Butternut Squash, Spinach, & Pepperoni Lasagna

6 no boil lasagna sheets

1 lb butternut squash cubes

1 tsp minced garlic

1/4 tsp ginger

olive oil

salt & pepper

24-30 pepperoni slices

1/2 bag fresh spinach leaves

1 cup ricotta cheese

2 oz grated Parmigiano Reggiano cheese

Parmesan Cream Sauce

3/4 cup half and half

1/4 cup white wine or water

2 T all purpose flour

2 T unsalted butter

1 oz. Parmigiano Reggiano

Place squash on parchment paper lined baking sheet and sprinkle with minced garlic.  Drizzle with olive oil and season with salt and pepper.  Toss squash cubes to coat and distribute seasonings.  Bake at 400 degrees for 20 minutes.

Lay pepperoni slices on a paper towel lined plate and top with another paper towel.  Microwave on high for 20 seconds to render the fat.

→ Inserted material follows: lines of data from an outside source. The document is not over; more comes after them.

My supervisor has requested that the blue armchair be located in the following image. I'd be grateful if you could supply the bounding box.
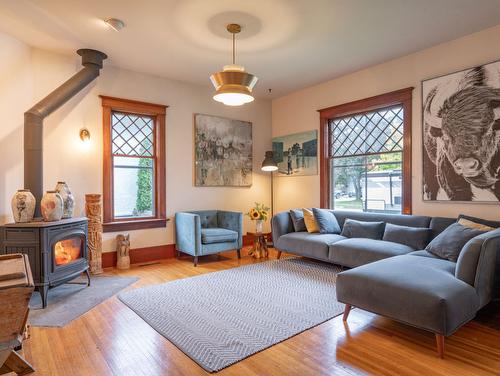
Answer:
[175,210,243,266]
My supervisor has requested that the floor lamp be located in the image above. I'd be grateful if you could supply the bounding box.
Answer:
[261,151,278,246]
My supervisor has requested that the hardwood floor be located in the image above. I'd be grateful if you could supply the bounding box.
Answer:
[24,250,500,376]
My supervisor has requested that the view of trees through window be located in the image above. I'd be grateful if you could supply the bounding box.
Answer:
[329,106,403,213]
[112,112,155,218]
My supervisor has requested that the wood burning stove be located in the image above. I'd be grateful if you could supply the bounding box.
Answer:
[0,218,90,308]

While squash is baking make the Parmesan Cream Sauce by melting butter in small sauce pan over medium heat.  Add flour and stir until incorporated.  Add liquids and stir.  Cook several minutes until thickened about 4-5 minutes.  Add 1 oz. Parmigiano Reggiano and stir into sauce.  Spread about 1/4 sauce into the bottom of small greased baking dish.   Top with 2 lasagna sheets, end to end for a rectangular dish or side by side for a square dish.

When squash is done place 1/2 on top of lasagna sheets in dish.  Next layer on 1/2 the spinach leaves.  Top with 1/2 ricotta, in small dollops.  Season ricotta with a little salt and pepper.  Top with 1/3 of pepperoni slices and drizzle with a little Parmesan Cream Sauce.  Repeat layers.  Top with remaining 2 sheets of lasagna and spread with remaining sauce, sprinkle with Parmigiano Reggiano and top with remaining 1/3 of pepperoni.  Cover and refrigerate up to 24 hours if desired.

Bake uncovered 30-60 minutes, or until hot and bubbly.  Baking time will be longer for refrigerated lasagna than lasagna baked right after assembly.  Let sit for 10 minutes to set.